Behrens is encouraged by an increasing therapeutic armamentarium to hit those treatment targets. “We have so many new therapeutic options available right now,” he said.
However, while organizations like American College of Rheumatology or the Group for Research and Assessment of Psoriasis and Psoriatic Arthritis (GRAPPA) have published guidelines for treatment, Behrens acknowledged that they are often “non-specific” when it comes to selecting a therapy or class as a patient’s disease progresses. “There is no clear hierarchic order,” he said of the GRAPPA document.
Behrens offered some pearls for how to manage patients who are not responding to first-line therapy with methotrexate or leflunomide.
One consideration is adding a biologic to MTX. Some data show that the addition of a biologic to MTX “is unlikely to improve outcomes,” according to Behrens. “But it may have utility with TNF inhibitors,” he said. “There is always a ‘but’; it’s a nightmare.”
For clinicians to truly understand which medications to choose for which patients at which time, head-to-head trials, rather than placebo-controlled trials, are essential. However, data comparing mainstays, like adalimumab (Humira, Abbvie), with novel interleukinIL-17 inhibitors, like ixekizumab (Taltz, Eli Lilly & Co.) and secukinumab (Cosentyx, Novartis), are sparse. “We have a lot of meta-analyses of placebo trials, but we do not have direct comparisons,” he said.
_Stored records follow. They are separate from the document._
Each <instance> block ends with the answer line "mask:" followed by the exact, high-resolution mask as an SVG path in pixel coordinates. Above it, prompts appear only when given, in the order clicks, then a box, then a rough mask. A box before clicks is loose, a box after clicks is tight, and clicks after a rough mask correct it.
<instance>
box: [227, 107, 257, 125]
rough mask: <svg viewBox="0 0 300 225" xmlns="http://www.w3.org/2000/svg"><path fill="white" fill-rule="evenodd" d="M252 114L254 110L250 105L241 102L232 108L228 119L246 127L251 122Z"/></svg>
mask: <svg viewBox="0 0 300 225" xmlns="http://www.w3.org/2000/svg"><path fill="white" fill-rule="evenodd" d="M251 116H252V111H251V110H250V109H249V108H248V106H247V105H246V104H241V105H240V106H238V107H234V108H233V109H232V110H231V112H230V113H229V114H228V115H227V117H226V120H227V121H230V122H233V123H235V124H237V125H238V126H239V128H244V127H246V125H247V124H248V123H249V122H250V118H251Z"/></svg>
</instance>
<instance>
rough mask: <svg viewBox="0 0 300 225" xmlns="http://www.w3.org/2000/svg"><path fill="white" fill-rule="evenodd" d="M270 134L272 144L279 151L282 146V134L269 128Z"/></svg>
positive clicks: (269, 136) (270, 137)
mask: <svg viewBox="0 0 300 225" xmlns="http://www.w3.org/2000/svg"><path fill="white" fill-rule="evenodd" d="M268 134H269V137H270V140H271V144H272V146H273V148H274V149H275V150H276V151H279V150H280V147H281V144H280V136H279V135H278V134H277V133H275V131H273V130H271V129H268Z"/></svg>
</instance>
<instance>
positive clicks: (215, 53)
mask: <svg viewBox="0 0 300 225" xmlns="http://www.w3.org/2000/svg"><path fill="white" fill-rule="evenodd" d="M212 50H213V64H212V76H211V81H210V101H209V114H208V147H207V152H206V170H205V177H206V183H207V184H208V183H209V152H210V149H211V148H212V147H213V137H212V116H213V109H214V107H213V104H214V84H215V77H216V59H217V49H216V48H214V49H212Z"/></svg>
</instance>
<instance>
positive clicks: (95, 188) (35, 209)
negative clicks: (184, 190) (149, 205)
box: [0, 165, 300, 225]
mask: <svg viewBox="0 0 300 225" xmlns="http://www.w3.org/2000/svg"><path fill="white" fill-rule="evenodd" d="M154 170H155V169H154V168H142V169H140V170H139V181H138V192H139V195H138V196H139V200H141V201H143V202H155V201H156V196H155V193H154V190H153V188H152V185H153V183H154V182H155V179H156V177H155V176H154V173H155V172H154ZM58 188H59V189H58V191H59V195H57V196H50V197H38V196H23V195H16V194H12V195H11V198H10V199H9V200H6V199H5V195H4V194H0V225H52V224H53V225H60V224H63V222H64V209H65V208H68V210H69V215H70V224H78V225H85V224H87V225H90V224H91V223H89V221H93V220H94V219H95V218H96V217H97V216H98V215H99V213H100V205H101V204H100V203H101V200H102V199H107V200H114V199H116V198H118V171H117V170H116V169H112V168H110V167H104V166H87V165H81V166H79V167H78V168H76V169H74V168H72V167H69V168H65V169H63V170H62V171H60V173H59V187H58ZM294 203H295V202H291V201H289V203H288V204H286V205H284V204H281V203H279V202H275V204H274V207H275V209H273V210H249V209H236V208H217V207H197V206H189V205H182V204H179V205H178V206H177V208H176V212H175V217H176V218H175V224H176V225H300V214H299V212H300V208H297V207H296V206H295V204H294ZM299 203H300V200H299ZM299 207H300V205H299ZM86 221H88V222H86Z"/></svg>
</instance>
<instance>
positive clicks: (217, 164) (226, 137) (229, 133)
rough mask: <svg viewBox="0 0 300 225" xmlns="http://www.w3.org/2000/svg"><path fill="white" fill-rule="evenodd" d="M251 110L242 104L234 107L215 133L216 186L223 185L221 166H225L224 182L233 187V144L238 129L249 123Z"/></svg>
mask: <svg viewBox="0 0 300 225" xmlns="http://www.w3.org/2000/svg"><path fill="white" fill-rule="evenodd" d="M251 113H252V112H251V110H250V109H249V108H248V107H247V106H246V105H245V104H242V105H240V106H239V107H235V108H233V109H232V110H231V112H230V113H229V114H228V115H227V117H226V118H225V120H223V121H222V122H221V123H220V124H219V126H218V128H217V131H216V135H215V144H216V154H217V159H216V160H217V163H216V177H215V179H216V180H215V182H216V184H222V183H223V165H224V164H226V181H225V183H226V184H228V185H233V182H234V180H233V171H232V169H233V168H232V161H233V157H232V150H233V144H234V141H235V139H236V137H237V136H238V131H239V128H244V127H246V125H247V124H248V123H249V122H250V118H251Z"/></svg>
That said, some signals are emerging with regard to which classes may have utility in which patient groups. “If it is pure arthritis, there may be no difference between classes,” Behrens said. “If it is enthesitis or uveitis, there may be some evidence that IL-17 and IL-23 inhibition may be more effective.”
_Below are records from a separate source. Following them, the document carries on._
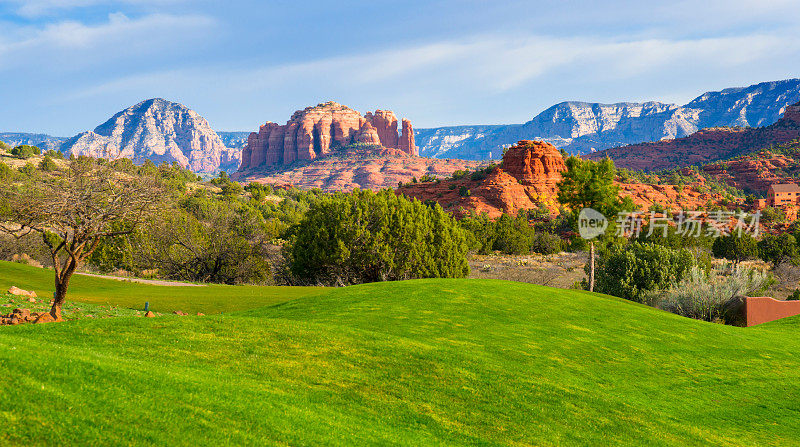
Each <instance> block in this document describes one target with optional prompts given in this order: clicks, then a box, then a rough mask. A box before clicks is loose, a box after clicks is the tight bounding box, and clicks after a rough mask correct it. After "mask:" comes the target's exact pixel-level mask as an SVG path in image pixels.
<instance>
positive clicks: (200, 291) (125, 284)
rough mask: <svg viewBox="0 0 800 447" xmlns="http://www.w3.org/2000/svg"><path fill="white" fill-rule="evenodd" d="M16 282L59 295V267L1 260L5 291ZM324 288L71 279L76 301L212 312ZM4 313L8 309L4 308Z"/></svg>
mask: <svg viewBox="0 0 800 447" xmlns="http://www.w3.org/2000/svg"><path fill="white" fill-rule="evenodd" d="M11 286H17V287H20V288H22V289H25V290H33V291H35V292H36V293H37V294H38V295H39V297H41V298H42V299H44V300H49V299H50V297H51V296H52V294H53V272H52V270H47V269H40V268H36V267H30V266H27V265H22V264H17V263H15V262H5V261H0V291H6V290H8V288H9V287H11ZM322 290H323V289H322V288H319V287H275V286H261V287H259V286H249V285H239V286H228V285H222V284H208V285H198V286H197V287H190V286H183V287H176V286H156V285H148V284H138V283H133V282H128V281H118V280H114V279H105V278H96V277H90V276H82V275H76V276H74V277H73V279H72V281H71V287H70V301H75V302H78V303H92V304H99V305H104V306H122V307H128V308H133V309H143V308H144V303H145V302H149V303H150V309H152V310H153V311H155V312H172V311H175V310H181V311H184V312H190V313H196V312H203V313H206V314H211V313H219V312H230V311H234V310H244V309H253V308H256V307H262V306H267V305H270V304H276V303H281V302H284V301H286V300H290V299H293V298H298V297H301V296H305V295H309V294H315V293H320V292H321V291H322ZM231 296H235V297H236V299H233V300H232V299H231V298H230V297H231ZM1 303H2V302H0V304H1ZM0 313H6V312H3V311H0ZM65 314H66V317H69V310H66V311H65Z"/></svg>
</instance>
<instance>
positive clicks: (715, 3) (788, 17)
mask: <svg viewBox="0 0 800 447" xmlns="http://www.w3.org/2000/svg"><path fill="white" fill-rule="evenodd" d="M797 77H800V6H799V5H798V1H797V0H724V1H717V0H712V1H698V0H691V1H659V2H647V1H641V0H638V1H622V0H606V1H603V2H598V1H583V0H561V1H552V0H551V1H499V0H498V1H484V0H481V1H471V0H463V1H455V0H427V1H416V0H404V1H402V2H388V1H381V0H371V1H363V2H362V1H350V0H336V1H313V0H306V1H302V2H300V1H283V0H273V1H270V0H266V1H244V0H243V1H237V0H226V1H219V0H217V1H211V0H208V1H206V0H0V132H11V131H18V132H38V133H49V134H51V135H56V136H71V135H74V134H76V133H78V132H82V131H85V130H90V129H93V128H94V127H96V126H97V125H99V124H101V123H102V122H104V121H106V120H107V119H108V118H109V117H111V116H112V115H113V114H114V113H116V112H118V111H120V110H122V109H125V108H126V107H129V106H131V105H133V104H136V103H138V102H140V101H142V100H145V99H148V98H154V97H162V98H165V99H168V100H171V101H176V102H180V103H182V104H184V105H186V106H188V107H190V108H192V109H194V110H195V111H197V112H198V113H199V114H200V115H202V116H204V117H205V118H206V119H207V120H208V121H209V123H210V124H211V126H212V127H213V128H214V129H216V130H226V131H235V130H241V131H252V130H256V129H257V128H258V126H259V125H261V124H263V123H264V122H266V121H275V122H279V123H284V122H285V121H286V120H287V119H288V118H289V116H290V115H291V114H292V113H293V112H294V111H295V110H298V109H302V108H305V107H307V106H309V105H315V104H317V103H321V102H325V101H328V100H334V101H337V102H339V103H342V104H345V105H348V106H350V107H352V108H354V109H356V110H359V111H361V112H362V113H363V112H366V111H369V110H375V109H379V108H380V109H389V110H393V111H394V112H395V113H396V114H397V115H398V116H401V117H405V118H409V119H410V120H411V122H412V123H413V124H414V126H415V127H417V128H422V127H438V126H446V125H463V124H502V123H522V122H525V121H528V120H530V119H531V118H533V117H534V116H535V115H536V114H538V113H539V112H541V111H542V110H544V109H546V108H547V107H549V106H551V105H553V104H556V103H558V102H561V101H567V100H580V101H590V102H606V103H609V102H619V101H650V100H654V101H663V102H671V103H677V104H684V103H686V102H688V101H690V100H691V99H693V98H694V97H696V96H698V95H700V94H701V93H703V92H705V91H709V90H721V89H723V88H726V87H736V86H747V85H750V84H754V83H758V82H763V81H772V80H779V79H788V78H797Z"/></svg>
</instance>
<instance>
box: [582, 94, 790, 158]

Another suggestion is that abatacept (Orencia, Bristol Myers Squibb) can be effective in patients with more arthritic psoriatic disease. “Those patients who look most like RA, that is when abatacept is working,” Behrens said.
Guselkumab (Tremfya, Janssen) may have utility for skin disease. “IgA is now a very important aspect of global assessment," Behrens added.
Looking to the future, Behrens called on the research and clinical communities to develop a “decision tree” for patients with psoriatic disease. “This is what we have to develop in rheumatology,” he said. “For different parts of the tree — if the patient has IBD or enthesitis or uveitis — then you come up with treatment choices.”